Top Democrats led their party in making the "Bush lied, people died" charge because they wanted to defeat him in 2004. That didn't happen. Several bipartisan commissions would later catalogue the serious errors in the intelligence on which Mr. Bush and Democrats relied. But these commissions, particularly the Silberman-Robb report of March 31, 2005, found that the "Bush lied" charge was false. Still, the attacks hurt: When they began, less than a third of Americans believed the charge. Two years later, polls showed that just over half did
The damage extended beyond Mr. Bush's presidency. The attacks on Mr. Bush poisoned America's political discourse. Saying the commander-in-chief intentionally lied America into war is about the most serious accusation that can be leveled at a president. The charge was false—and it opened the way for politicians in both parties to move the debate from differences over issues into ad hominem attacks.

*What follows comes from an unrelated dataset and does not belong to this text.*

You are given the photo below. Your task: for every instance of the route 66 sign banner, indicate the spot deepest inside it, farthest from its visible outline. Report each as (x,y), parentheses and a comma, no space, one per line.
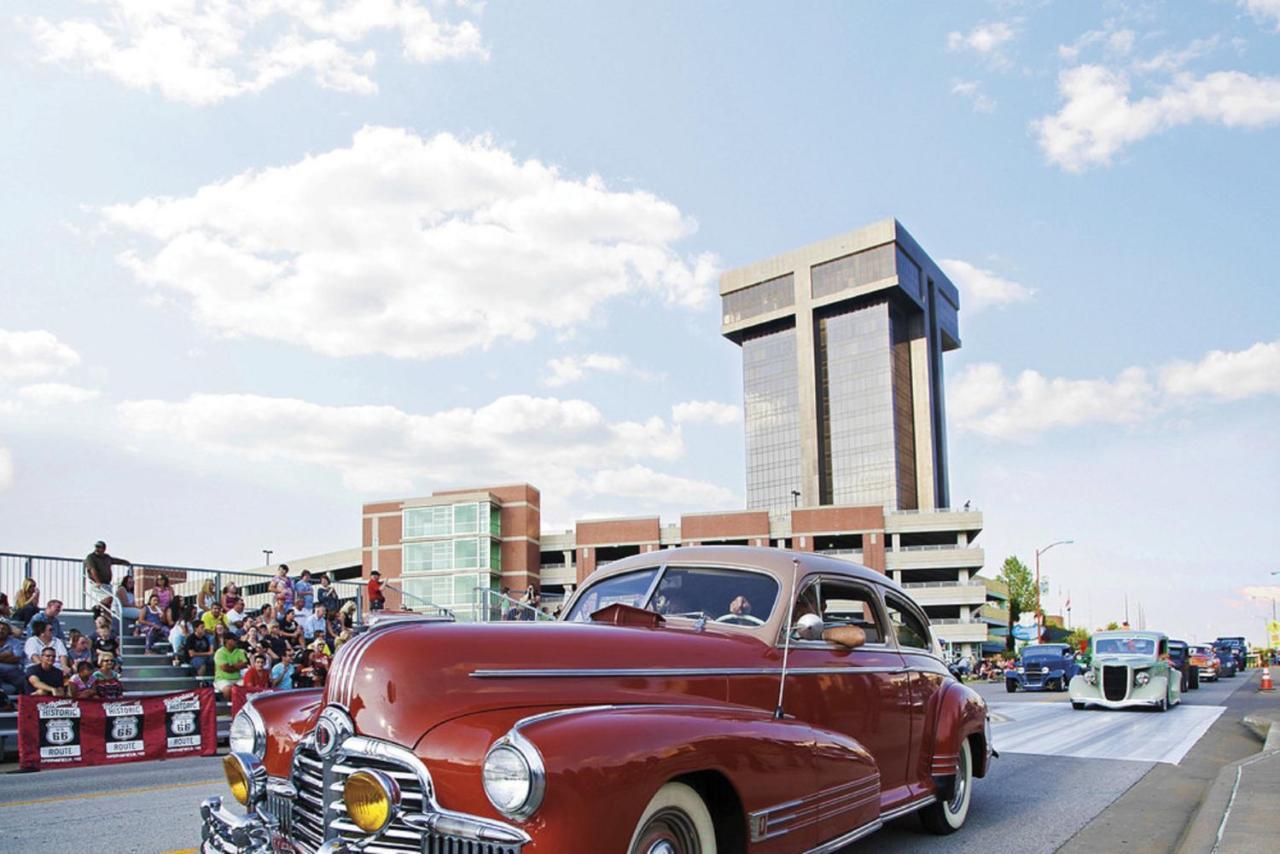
(58,733)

At the time, we in the Bush White House discussed responding but decided not to relitigate the past. That was wrong and my mistake: I should have insisted to the president that this was a dagger aimed at his administration's heart. What Democrats started seven years ago left us less united as a nation to confront foreign challenges and overcome America's enemies.
We know President Bush did not intentionally mislead the nation. Saddam Hussein was deposed and eventually hanged for his crimes. Iraq is a democracy and an ally instead of an enemy of America. Al Qaeda suffered tremendous blows in the "land between the two rivers." But Democrats lost more than the election in 2004. In telling lie after lie, week after week, many lost their honor and blackened their reputations.